The second thing COIN needs is some regulatory clarity. COIN is clearly trying to “do the right thing” by going through the U.S. legal process in good faith. Other service providers have been quick to simply abandon the U.S.A. market. The problem is this does not mean they are no longer Coinbase competitors! U.S. users can easily get on other exchanges with more favorable terms at very little cost to themselves. There’s no legal recourse for Americans who choose to use exchanges which are in obvious violation of U.S. laws. The sooner Coinbase gains regulatory clarity, the sooner it can stop spending money on legal battles and have a clear product suite, or maybe decide to move operations abroad. For now, they are trying to make everyone happy by dynamically changing their product suite. Of course, regulations aren’t really under Coinbase’s control.
A third way for COIN to turn things around is through strategic partnerships and investing, although this is quite a long shot. Since there are so many startups in the Web3 space, an early-stage investment in something that becomes big could pay big dividends. Coinbase’s public backing is also an asset for the startups. Currently, Coinbase Ventures is a program which does exactly this. It has a diverse portfolio of investments in DeFi and Web3. Most of these investments will be worthless just by the nature of early stage investing. Absolutely a long shot.
Valuation and Conclusion
There is no need for complicated models here. COIN is headed to zero if it cannot be profitable. This is an economic fact. Right now, the path to profitability seems unlikely. I am also not certain the U.S. will be friendly towards crypto either. The reality is a lot of tokens are probably securities. Proof-of-stake also has many properties that are equity-like. I discuss this in an article analyzing the SEC’s lawsuits in June. Much of COIN’s valuation hinges on what transpires in the next few months in court.
Furthermore, Coinbase is a speculative investment. If the Fed cuts rates or if the current risk-on trend we’ve seen this year persists, then the COIN rally could continue. In the long-term, lack of profitability will catch up.

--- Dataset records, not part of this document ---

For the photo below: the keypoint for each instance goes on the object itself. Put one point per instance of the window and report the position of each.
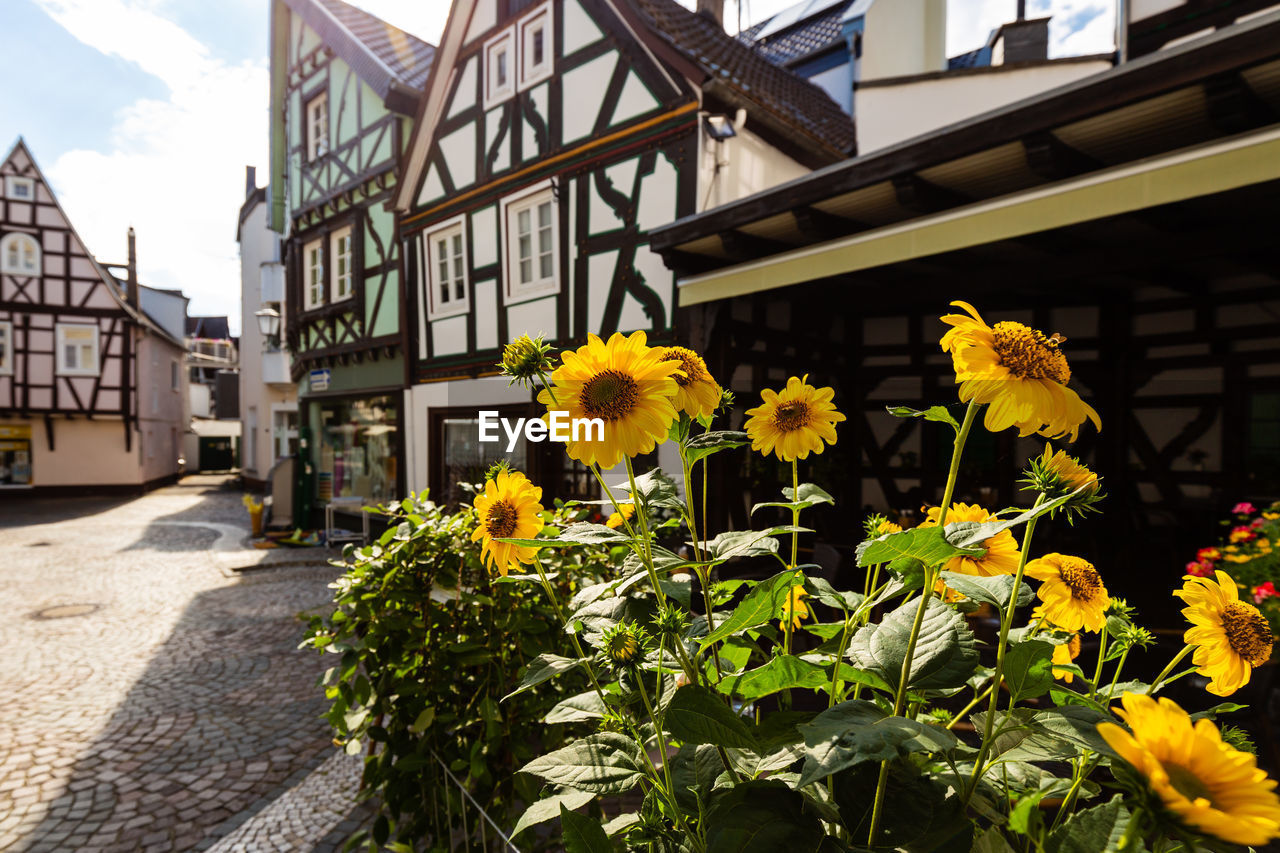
(531, 246)
(339, 255)
(318, 126)
(499, 68)
(5, 349)
(19, 188)
(535, 48)
(19, 255)
(447, 270)
(312, 272)
(77, 350)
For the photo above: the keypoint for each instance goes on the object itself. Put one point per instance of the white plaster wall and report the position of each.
(890, 114)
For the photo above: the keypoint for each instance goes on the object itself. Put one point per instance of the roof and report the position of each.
(384, 56)
(744, 74)
(794, 33)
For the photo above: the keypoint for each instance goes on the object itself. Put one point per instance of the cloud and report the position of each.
(173, 168)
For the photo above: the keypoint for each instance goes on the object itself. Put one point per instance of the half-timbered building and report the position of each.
(92, 391)
(552, 137)
(343, 90)
(1133, 211)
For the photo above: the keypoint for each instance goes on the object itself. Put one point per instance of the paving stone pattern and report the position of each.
(154, 699)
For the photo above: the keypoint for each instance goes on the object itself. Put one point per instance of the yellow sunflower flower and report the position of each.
(794, 422)
(1002, 553)
(626, 384)
(624, 512)
(507, 509)
(1019, 372)
(1206, 783)
(794, 609)
(698, 395)
(1072, 592)
(1064, 655)
(1230, 635)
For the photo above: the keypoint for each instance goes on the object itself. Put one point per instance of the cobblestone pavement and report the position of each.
(154, 699)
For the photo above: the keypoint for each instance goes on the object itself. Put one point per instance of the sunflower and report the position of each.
(624, 514)
(507, 509)
(699, 395)
(1002, 553)
(624, 383)
(794, 607)
(1064, 655)
(1072, 592)
(794, 422)
(1018, 370)
(1230, 635)
(1206, 783)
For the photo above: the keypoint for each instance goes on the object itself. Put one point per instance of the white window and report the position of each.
(19, 188)
(499, 68)
(531, 242)
(341, 258)
(535, 48)
(77, 350)
(318, 126)
(5, 349)
(312, 274)
(447, 270)
(19, 255)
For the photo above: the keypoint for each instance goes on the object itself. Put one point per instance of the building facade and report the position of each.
(92, 391)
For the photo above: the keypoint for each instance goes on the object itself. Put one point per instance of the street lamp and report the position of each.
(269, 324)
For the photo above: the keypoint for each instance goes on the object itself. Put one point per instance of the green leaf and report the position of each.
(1028, 670)
(993, 591)
(583, 834)
(547, 808)
(1095, 829)
(782, 673)
(856, 731)
(926, 544)
(543, 667)
(707, 443)
(945, 652)
(763, 603)
(604, 763)
(696, 715)
(760, 817)
(937, 414)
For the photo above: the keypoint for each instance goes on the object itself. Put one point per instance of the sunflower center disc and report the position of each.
(609, 395)
(1028, 354)
(1248, 633)
(502, 519)
(791, 415)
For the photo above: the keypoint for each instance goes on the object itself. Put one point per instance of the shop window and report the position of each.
(357, 450)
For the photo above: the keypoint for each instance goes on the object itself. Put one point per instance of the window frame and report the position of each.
(12, 181)
(312, 150)
(16, 236)
(533, 74)
(314, 288)
(530, 199)
(7, 349)
(438, 309)
(336, 277)
(494, 95)
(60, 349)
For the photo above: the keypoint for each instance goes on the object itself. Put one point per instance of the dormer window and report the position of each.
(499, 67)
(19, 255)
(318, 126)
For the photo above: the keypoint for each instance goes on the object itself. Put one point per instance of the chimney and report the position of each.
(132, 296)
(713, 9)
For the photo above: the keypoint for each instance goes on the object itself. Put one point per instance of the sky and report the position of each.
(145, 113)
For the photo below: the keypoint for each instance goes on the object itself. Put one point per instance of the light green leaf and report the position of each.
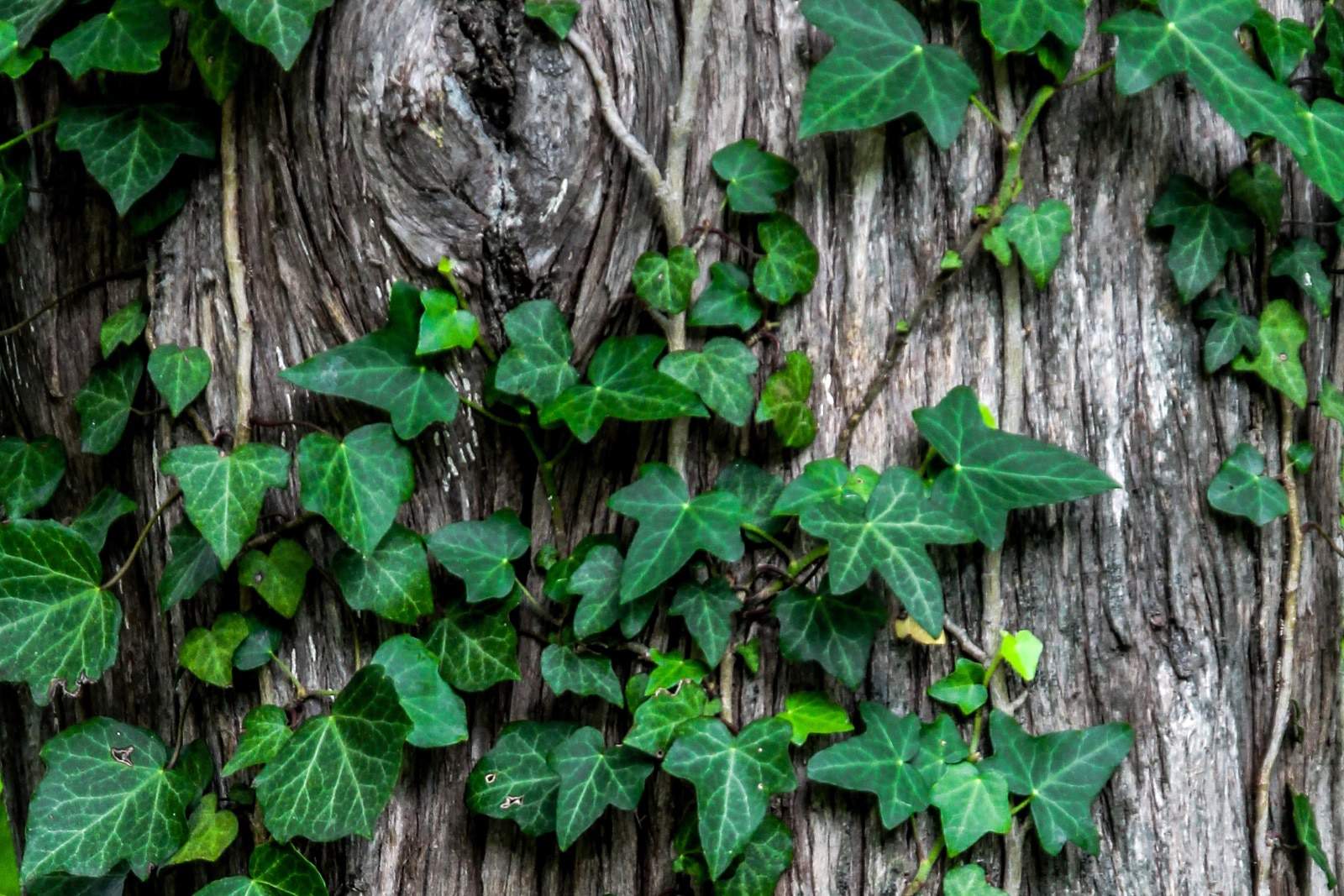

I like Coinbase as a company and believe in their mission of increasing economic freedom around the world. It is a bold and worthwhile objective. I admire Coinbase for holding its ground in the U.S. even though so many others have decided to go overseas. That said, there are noble intentions and there are good business practices, and the two are often unrelated to each other.
I rate COIN a sell. However, I will continue to watch the company’s developments and publish updates to this investment thesis. Privately, I do hope for a turnaround in all their prospects.